Effect of a preoperative gabapentin on postoperative analgesia in patients with inflammatory bowel disease following major bowel surgery: a randomized, placebo-controlled trial.Pain Pract. 2014 Feb; 14(2):132-9.PP
Postoperative pain management for patients with inflammatory bowel disease (IBD) can be challenging. These patients have a high tolerance to pain medication, and relative contraindications to the use of epidural analgesia, limiting the pain management options. We evaluated the effect of a single preoperative gabapentin dose on opioid consumption for patients with IBD undergoing abdominal surgery. Secondary outcomes were postoperative pain scores, opioid-related side effects, and patient's length of hospital stay.
Following Research Ethics Board approval and informed written consent, patients were randomly allocated into 2 groups receiving either 600 mg of oral gabapentin or placebo 1 hour before the surgery. A blinded anesthesiologist recorded pain scores at rest and movement twice daily for 2 postoperative days. Also recorded were opioid consumption, time of return of bowel function, time to discharge, and opioid-related side effects on the opioid-related symptom distress scale (ORSDS).

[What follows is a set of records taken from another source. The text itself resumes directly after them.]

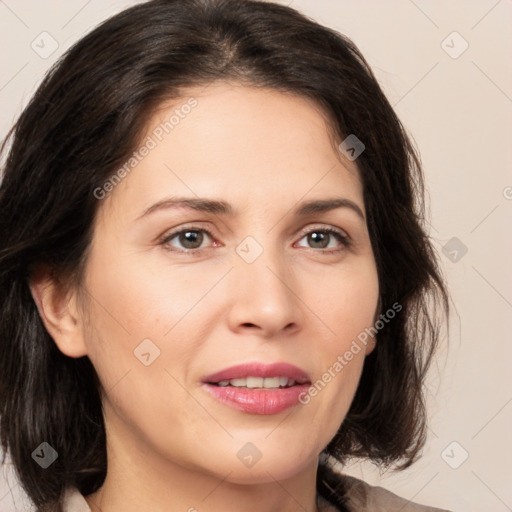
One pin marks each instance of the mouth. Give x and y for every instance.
(258, 388)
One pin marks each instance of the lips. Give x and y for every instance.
(259, 370)
(258, 388)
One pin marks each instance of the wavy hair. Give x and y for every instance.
(87, 117)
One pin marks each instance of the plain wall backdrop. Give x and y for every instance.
(446, 68)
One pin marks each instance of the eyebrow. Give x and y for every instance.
(220, 207)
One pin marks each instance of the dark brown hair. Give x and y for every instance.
(83, 122)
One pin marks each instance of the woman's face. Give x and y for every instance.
(257, 281)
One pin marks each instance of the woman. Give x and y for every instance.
(215, 279)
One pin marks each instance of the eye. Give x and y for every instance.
(190, 239)
(321, 238)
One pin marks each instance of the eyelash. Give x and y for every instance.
(345, 241)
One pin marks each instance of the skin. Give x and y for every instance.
(171, 445)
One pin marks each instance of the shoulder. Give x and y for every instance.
(343, 493)
(74, 501)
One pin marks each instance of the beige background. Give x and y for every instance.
(459, 111)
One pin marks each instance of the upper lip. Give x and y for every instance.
(256, 369)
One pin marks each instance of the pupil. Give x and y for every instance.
(191, 237)
(319, 238)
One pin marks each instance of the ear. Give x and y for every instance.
(58, 310)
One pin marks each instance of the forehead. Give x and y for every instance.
(227, 139)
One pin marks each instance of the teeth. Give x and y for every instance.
(258, 382)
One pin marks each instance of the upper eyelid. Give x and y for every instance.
(303, 232)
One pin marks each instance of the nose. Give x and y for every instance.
(265, 300)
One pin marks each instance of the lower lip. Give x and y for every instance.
(258, 401)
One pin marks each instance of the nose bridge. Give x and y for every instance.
(264, 285)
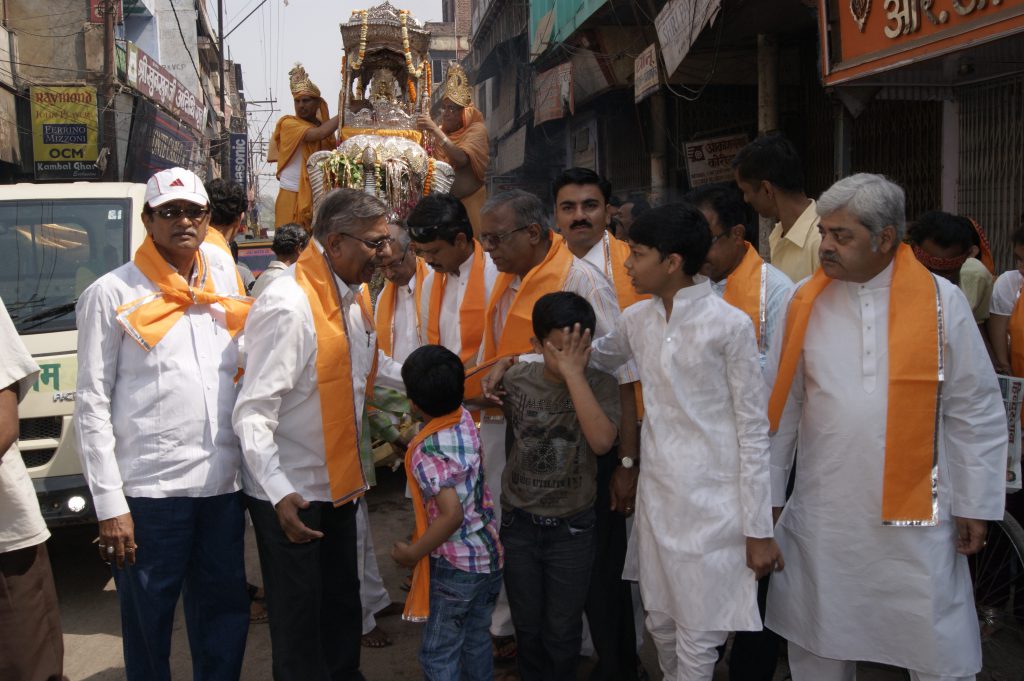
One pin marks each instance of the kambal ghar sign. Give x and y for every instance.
(65, 132)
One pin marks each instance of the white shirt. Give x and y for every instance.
(777, 288)
(22, 524)
(853, 589)
(1006, 291)
(704, 480)
(156, 424)
(450, 326)
(272, 271)
(278, 415)
(292, 172)
(406, 334)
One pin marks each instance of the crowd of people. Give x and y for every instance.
(607, 394)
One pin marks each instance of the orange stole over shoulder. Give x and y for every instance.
(334, 376)
(148, 318)
(386, 303)
(914, 360)
(418, 601)
(743, 288)
(545, 278)
(471, 312)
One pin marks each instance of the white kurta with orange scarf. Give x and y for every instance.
(853, 589)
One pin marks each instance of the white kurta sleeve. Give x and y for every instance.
(750, 403)
(280, 346)
(98, 347)
(974, 420)
(612, 349)
(782, 445)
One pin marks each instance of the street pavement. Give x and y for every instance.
(91, 619)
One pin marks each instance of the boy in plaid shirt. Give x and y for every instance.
(456, 551)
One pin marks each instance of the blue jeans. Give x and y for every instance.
(457, 640)
(547, 577)
(190, 547)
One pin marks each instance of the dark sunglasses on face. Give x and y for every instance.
(174, 212)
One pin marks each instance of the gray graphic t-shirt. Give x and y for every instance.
(551, 470)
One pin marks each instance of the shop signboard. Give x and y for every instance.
(65, 132)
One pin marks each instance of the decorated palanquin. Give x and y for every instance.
(386, 84)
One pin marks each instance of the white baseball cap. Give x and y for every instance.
(175, 183)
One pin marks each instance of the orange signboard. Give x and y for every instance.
(865, 37)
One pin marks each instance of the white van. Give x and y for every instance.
(55, 240)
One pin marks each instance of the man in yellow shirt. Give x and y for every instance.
(294, 139)
(771, 176)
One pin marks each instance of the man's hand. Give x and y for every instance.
(117, 540)
(572, 356)
(763, 556)
(426, 124)
(971, 535)
(288, 516)
(624, 490)
(402, 554)
(491, 384)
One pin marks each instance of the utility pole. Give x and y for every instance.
(110, 86)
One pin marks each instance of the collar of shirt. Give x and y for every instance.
(801, 228)
(700, 288)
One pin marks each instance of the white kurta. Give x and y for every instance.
(704, 473)
(853, 589)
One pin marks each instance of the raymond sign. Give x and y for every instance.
(645, 79)
(65, 132)
(239, 153)
(862, 38)
(711, 160)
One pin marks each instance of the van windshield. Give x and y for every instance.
(51, 250)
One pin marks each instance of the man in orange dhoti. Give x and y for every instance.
(294, 139)
(462, 141)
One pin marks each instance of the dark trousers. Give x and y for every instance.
(31, 642)
(312, 593)
(188, 547)
(547, 576)
(755, 654)
(609, 602)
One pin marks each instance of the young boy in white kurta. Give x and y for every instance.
(704, 523)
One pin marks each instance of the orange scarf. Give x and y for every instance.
(334, 375)
(471, 311)
(743, 289)
(386, 303)
(914, 337)
(148, 318)
(418, 602)
(615, 253)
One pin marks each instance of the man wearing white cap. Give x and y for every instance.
(157, 360)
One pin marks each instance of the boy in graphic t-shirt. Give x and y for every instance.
(561, 415)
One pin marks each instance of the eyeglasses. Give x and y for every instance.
(494, 241)
(174, 212)
(378, 245)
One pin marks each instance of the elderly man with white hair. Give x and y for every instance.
(884, 385)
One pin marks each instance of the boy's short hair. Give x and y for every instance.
(434, 380)
(679, 228)
(561, 309)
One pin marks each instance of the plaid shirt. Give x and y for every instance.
(452, 459)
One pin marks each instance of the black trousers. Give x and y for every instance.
(609, 601)
(755, 654)
(312, 593)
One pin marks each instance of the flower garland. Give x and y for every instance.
(364, 31)
(428, 179)
(403, 18)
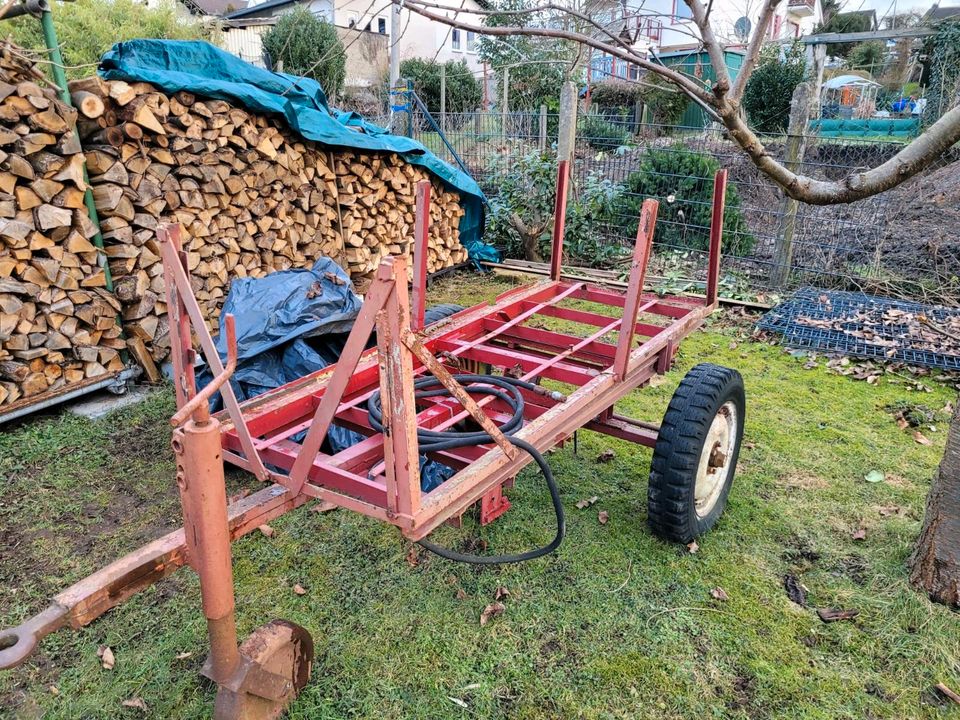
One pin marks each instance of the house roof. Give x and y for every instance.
(256, 9)
(214, 7)
(247, 11)
(942, 13)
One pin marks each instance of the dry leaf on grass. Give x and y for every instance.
(606, 456)
(833, 614)
(718, 593)
(795, 590)
(491, 611)
(107, 660)
(136, 703)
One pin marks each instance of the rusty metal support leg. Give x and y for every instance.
(203, 494)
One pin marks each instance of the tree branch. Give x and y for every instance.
(753, 50)
(676, 78)
(724, 100)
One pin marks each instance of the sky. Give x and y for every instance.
(887, 6)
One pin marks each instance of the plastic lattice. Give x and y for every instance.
(867, 326)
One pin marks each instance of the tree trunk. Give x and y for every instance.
(935, 563)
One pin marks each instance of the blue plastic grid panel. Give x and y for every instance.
(861, 325)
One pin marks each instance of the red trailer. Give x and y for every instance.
(484, 392)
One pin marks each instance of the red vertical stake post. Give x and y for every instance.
(716, 236)
(638, 271)
(559, 219)
(420, 251)
(401, 456)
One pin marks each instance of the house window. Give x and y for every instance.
(681, 12)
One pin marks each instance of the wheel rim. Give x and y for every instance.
(716, 459)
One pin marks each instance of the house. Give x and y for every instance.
(659, 27)
(419, 37)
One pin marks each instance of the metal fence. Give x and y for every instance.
(904, 242)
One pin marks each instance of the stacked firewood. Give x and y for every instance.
(251, 196)
(58, 323)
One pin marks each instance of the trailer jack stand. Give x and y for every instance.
(260, 678)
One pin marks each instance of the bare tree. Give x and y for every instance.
(936, 558)
(723, 97)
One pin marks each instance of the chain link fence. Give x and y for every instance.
(904, 242)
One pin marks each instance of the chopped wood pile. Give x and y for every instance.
(251, 196)
(58, 323)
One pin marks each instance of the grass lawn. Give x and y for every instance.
(616, 624)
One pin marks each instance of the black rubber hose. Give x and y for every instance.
(507, 390)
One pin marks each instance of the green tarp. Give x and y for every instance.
(202, 69)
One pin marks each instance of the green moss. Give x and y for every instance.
(617, 624)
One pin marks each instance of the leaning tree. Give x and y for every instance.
(609, 27)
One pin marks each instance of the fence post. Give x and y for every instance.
(409, 108)
(793, 158)
(568, 122)
(543, 128)
(443, 97)
(505, 110)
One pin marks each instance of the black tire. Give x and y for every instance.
(673, 512)
(436, 313)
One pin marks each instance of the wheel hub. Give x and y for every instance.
(714, 465)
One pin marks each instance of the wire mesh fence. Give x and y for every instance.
(904, 242)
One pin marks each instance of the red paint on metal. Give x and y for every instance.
(421, 232)
(559, 219)
(638, 272)
(716, 237)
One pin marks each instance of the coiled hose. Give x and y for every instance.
(507, 390)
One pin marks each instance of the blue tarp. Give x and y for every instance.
(202, 69)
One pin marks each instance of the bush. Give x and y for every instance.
(615, 94)
(770, 88)
(464, 91)
(665, 102)
(88, 28)
(526, 187)
(600, 134)
(687, 178)
(310, 47)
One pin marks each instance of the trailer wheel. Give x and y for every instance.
(695, 457)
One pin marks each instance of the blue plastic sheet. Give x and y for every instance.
(290, 324)
(202, 69)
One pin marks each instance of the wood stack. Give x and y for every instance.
(251, 196)
(377, 197)
(58, 323)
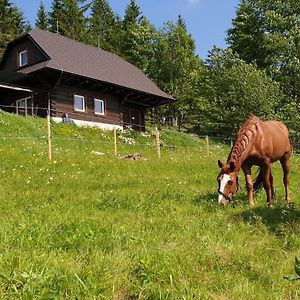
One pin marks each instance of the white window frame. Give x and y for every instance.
(83, 103)
(21, 64)
(103, 107)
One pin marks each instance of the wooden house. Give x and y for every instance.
(94, 87)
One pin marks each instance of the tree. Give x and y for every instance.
(232, 89)
(133, 14)
(104, 27)
(268, 33)
(177, 70)
(12, 23)
(67, 17)
(42, 20)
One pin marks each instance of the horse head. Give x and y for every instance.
(228, 182)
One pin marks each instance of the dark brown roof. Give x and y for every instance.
(91, 62)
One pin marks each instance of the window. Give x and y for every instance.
(79, 103)
(23, 58)
(99, 107)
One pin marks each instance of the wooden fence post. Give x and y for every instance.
(115, 141)
(157, 135)
(49, 136)
(207, 145)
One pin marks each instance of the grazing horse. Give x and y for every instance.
(257, 143)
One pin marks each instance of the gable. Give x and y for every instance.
(10, 61)
(90, 62)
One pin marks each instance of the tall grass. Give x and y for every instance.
(90, 226)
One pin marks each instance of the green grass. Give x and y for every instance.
(100, 227)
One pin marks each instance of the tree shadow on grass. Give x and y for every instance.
(282, 216)
(210, 201)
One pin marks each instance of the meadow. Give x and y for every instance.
(89, 225)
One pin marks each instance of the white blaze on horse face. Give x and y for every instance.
(223, 181)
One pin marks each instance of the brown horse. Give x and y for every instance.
(257, 143)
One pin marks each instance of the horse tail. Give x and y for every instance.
(258, 182)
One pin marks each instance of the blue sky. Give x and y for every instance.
(206, 20)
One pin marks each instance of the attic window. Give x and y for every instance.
(23, 58)
(79, 103)
(99, 107)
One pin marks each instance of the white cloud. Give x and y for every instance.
(193, 2)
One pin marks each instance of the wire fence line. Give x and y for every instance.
(118, 140)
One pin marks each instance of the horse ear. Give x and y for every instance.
(220, 164)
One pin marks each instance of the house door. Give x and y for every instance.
(135, 119)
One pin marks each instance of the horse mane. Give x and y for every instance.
(244, 141)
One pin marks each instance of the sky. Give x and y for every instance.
(206, 20)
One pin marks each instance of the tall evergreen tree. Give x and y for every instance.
(42, 20)
(268, 33)
(12, 23)
(177, 69)
(67, 17)
(56, 15)
(137, 37)
(104, 26)
(133, 14)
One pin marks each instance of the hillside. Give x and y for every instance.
(89, 225)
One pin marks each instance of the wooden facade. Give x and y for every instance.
(55, 86)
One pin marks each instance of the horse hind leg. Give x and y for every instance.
(286, 167)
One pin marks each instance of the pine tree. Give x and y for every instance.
(67, 17)
(56, 15)
(133, 14)
(12, 23)
(42, 20)
(104, 26)
(177, 70)
(267, 33)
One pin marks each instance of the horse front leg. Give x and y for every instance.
(272, 185)
(249, 184)
(266, 169)
(286, 167)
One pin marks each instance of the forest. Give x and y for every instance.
(259, 71)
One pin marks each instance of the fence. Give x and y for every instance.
(117, 142)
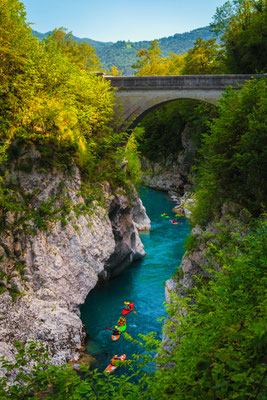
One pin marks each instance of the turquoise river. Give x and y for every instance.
(142, 283)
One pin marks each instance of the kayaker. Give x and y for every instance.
(127, 306)
(113, 360)
(122, 321)
(116, 331)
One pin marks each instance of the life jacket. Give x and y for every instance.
(114, 359)
(122, 322)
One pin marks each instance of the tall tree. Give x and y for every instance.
(203, 58)
(243, 24)
(82, 54)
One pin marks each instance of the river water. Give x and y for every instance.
(142, 283)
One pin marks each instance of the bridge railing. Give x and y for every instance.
(179, 81)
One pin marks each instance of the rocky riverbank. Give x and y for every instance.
(60, 265)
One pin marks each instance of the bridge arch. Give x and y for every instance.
(138, 94)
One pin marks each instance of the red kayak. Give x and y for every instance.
(111, 367)
(124, 311)
(115, 337)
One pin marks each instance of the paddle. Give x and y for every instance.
(109, 329)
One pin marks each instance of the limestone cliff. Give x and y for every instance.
(60, 265)
(173, 174)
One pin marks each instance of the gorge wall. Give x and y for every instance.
(52, 270)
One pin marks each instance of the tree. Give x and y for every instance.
(233, 163)
(203, 58)
(82, 54)
(149, 61)
(243, 24)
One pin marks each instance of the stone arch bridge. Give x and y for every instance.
(138, 94)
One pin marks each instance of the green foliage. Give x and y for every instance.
(45, 381)
(122, 54)
(244, 27)
(218, 334)
(220, 337)
(164, 125)
(203, 59)
(233, 163)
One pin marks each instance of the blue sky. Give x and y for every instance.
(121, 20)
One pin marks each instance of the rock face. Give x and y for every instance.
(63, 263)
(171, 175)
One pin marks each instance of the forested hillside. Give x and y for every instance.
(217, 325)
(122, 54)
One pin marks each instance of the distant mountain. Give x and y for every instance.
(123, 54)
(93, 43)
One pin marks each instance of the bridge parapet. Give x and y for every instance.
(218, 82)
(138, 94)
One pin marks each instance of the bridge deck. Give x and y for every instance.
(179, 81)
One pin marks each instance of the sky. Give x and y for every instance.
(133, 20)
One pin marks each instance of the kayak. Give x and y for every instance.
(122, 328)
(111, 367)
(115, 337)
(124, 312)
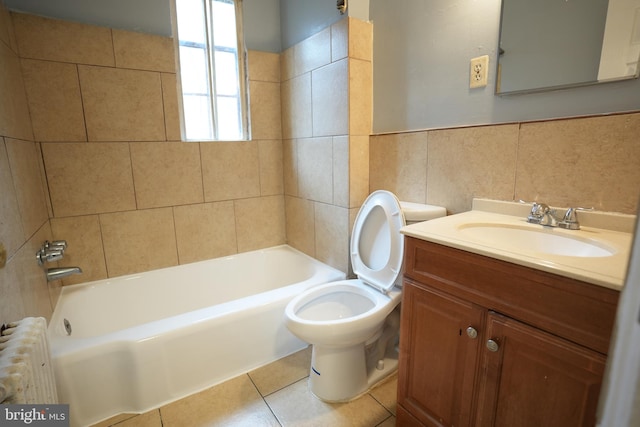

Seventy-two patients completed the study. The difference in opioid consumption (P = 0.4169) and pain scores measured at rest and movement on all 4 postoperative visits was not statistically significant. There was no significant difference between gabapentin and placebo on all the 11 symptoms reported on the ORSDS. There was a slight increase in length of hospital stay in the placebo group, but the return of bowel function was similar between the groups.
This study examined the effect of a single preoperative administration of gabapentin in patients with IBD undergoing major bowel surgery. Our results suggest a single preoperative oral dose of gabapentin 600 mg does not reduce postoperative pain scores, opioid consumption, or opioid-related side effects.